A bank wants to store the account number of its customers (an 8-digit number) in encrypted form on magnetic stripe ATM cards. Discuss the security of the following methods for storing the account number against an attacker who can read the magnetic stripe: (1) store a cryptographic hash of the account number; (2) store the ciphertext of the account number encrypted with the bank's public key
using a public-key cryptosystem; (3) store the ciphertext of the account number encrypted with the bank's secret key using a symmetric cryptosystem.
What will be an ideal response?
In each of these cases, the account number is assumed to be a secret. (1)

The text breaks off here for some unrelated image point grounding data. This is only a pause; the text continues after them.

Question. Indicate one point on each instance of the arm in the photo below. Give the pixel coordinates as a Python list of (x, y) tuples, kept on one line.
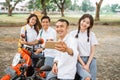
[(91, 55), (80, 60), (87, 65), (61, 46), (30, 43)]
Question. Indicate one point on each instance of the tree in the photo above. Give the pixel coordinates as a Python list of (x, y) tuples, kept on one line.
[(114, 6), (10, 6), (60, 4), (85, 5), (98, 6)]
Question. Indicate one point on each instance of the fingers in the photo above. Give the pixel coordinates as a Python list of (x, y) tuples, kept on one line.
[(61, 46)]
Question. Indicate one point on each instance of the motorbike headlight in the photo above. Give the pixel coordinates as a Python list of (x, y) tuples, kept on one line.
[(16, 59)]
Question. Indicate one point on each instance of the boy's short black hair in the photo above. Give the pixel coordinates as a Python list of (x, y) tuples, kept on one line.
[(45, 17), (64, 20)]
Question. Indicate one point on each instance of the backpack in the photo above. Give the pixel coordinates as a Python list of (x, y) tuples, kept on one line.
[(20, 38)]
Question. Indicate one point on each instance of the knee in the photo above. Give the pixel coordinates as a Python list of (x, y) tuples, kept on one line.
[(87, 78)]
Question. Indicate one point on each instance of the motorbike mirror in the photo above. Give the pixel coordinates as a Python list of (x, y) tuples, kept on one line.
[(45, 68)]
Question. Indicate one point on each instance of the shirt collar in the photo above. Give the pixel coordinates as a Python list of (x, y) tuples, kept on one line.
[(28, 27)]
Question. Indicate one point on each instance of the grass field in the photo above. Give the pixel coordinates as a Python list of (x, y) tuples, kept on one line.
[(20, 19)]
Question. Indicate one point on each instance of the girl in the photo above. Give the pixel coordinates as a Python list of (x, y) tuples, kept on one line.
[(31, 29), (86, 39), (29, 33)]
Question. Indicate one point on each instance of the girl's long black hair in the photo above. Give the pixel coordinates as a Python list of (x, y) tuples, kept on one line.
[(88, 29), (37, 26)]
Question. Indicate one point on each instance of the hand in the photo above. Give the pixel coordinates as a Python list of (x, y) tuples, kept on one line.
[(61, 46), (49, 40), (86, 67), (22, 41), (55, 69), (38, 51)]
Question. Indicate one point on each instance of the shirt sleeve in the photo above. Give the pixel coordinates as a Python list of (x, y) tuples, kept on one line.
[(93, 39), (22, 31), (73, 45)]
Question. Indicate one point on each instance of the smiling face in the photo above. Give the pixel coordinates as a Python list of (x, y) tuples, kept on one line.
[(45, 23), (32, 21), (61, 29), (85, 23)]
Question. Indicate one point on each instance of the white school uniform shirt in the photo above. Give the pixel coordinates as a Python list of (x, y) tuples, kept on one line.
[(84, 46), (49, 34), (31, 33), (67, 63)]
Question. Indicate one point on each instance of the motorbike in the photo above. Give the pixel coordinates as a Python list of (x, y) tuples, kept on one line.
[(21, 67)]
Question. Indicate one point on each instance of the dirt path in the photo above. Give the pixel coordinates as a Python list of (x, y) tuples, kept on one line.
[(107, 53)]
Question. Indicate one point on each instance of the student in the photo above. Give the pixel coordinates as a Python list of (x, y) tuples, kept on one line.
[(86, 67), (64, 67), (29, 33), (48, 34)]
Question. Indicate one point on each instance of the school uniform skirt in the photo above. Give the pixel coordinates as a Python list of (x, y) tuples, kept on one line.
[(93, 69)]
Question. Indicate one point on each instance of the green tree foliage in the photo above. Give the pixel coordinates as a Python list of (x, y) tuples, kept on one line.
[(86, 6), (10, 6), (114, 7)]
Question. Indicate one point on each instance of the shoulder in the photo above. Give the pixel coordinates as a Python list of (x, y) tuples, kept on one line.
[(71, 38), (92, 33), (24, 27), (73, 33), (52, 29)]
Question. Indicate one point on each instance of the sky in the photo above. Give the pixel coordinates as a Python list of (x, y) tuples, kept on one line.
[(105, 2)]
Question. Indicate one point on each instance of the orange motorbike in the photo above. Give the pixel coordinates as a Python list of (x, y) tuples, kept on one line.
[(20, 67)]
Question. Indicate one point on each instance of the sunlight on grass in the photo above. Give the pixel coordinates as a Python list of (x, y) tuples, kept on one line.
[(72, 18)]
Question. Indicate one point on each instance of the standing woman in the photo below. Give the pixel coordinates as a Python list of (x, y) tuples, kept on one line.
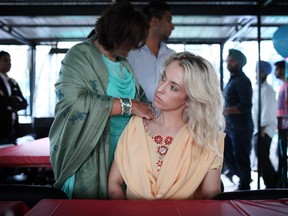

This solution is not very secure, even though it is considered computationally difficult to
determine the input to cryptographic hash function given only its output. The problem
is that there aren't that many plaintexts and the attacker can hash every possible 8-digit
account number and check the stored hash on the card against this list. (2) This solution
is also not very secure if the public-key encryption algorithm it uses is deterministic, like
RSA. The problem is that everyone knows the bank's public key and there aren't that many
plaintexts; hence, the attacker can encrypt every possible 8-digit account number and check
the encryption on the card against this list. (3) This solution is quite secure, since only the
bank's secret key can encrypt and decrypt this ciphertext, and once it is decrypted, then
the bank also gets the account number, so no additional linkage between the card and the
account number is needed. Moreover, the bank's secret key is not known by any attacker
and it is assumed to be sufficiently long that there are a large number of possible ciphertexts
even though the number of plaintexts is relatively small.